Primero, el sonido: la Orquesta Filarmónica de Viena no se escucha como un conjunto sinfónico cuyos intérpretes están meramente coordinados, sino más bien como si fuera un solo y gran instrumento, plástico y reactivo a las intenciones de las partituras, y a su director en esta gira, el venezolano Gustavo Dudamel. Lo que sale de aquí tiene contornos precisos y siempre distinguibles. Eso ya impresionó desde un principio a los que asistimos a su único concierto en Chile, el jueves, en un Teatro Municipal a tope de público y de entusiasmo.
Segundo, el programa: tres obras de Brahms que, por historia o tradición, le pertenecen a esta orquesta. El concierto abrió con la Obertura Festival académico, Op.80 (1880), que toma canciones de universitarios alemanes, y que sonó, más que humorística o irónica -como destacan sus comentaristas-, decididamente voluminosa: esta orquesta puede sonar muy fuerte.

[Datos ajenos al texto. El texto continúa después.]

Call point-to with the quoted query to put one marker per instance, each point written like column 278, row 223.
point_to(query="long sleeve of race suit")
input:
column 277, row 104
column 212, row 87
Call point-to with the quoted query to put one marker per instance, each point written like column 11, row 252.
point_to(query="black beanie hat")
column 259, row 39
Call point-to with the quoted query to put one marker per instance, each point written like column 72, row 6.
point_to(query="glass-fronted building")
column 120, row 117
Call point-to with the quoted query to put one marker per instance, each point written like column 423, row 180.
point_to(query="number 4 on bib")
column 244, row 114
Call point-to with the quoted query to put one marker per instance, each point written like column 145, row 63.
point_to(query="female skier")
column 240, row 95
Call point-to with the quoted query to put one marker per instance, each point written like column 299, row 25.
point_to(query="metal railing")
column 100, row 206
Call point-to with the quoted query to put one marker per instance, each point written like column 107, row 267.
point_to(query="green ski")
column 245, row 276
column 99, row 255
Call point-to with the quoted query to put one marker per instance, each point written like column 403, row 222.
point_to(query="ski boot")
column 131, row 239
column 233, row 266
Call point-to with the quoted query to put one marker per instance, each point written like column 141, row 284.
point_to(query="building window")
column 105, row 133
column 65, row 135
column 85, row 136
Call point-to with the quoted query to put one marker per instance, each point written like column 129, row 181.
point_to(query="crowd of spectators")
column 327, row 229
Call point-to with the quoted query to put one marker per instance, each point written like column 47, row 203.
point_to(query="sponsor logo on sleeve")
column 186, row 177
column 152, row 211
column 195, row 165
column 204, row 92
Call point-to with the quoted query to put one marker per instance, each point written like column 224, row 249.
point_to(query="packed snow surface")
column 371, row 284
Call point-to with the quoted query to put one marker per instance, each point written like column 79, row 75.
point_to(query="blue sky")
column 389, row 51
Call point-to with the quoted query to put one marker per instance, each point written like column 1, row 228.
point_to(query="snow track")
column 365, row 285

Le siguieron las Variaciones sobre un tema de Haydn, Op. 56b (1873), que toma un coral sobriamente expuesto y lo desarrolla en ocho versiones (y un final) que piensan esa música como algo que deja de ser material para convertirse en manantial de nuevas ideas, tanto temáticas como orquestales. La entrega de la Filarmónica de Viena brilló en sí misma, pero también como una excelente muestra de los métodos compositivos de Brahms.
Tercero, el sello de Dudamel: más que en las piezas que precedieron, en la Sinfonía Nº1, en Do menor, Op. 68 (1876), el venezolano marcó pasajes con su personalísima mano. Entre muchísimos aciertos, el comienzo del primer movimiento, con el tema de dos líneas, una que asciende y otra que desciende, con una cuerda segura y el pulso de los timbales sin ninguna estridencia, pecado frecuente en otras interpretaciones; la marcada nostalgia del
Andante sostenuto, con perfectos solos del concertino. Y, en el final, antes de la entrada del himno, los dos pasajes de pizzicatos ralentizados y tocados pianísimo al inicio. Le conocemos gestos como esos a Dudamel, y el resultado es de auténtico descubrimiento. Notable.
Como
encores, el segundo número del Divertimento para orquesta (1980), de Leonard Bernstein (este año, en su centenario), un delicado vals que cojea elegantemente en sus 7/8, y la polca "Winterlust", Op. 121 (1862), de Josef Strauss, que recordó que esta orquesta es, también, la que hace los conciertos de Año Nuevo más famosos del mundo.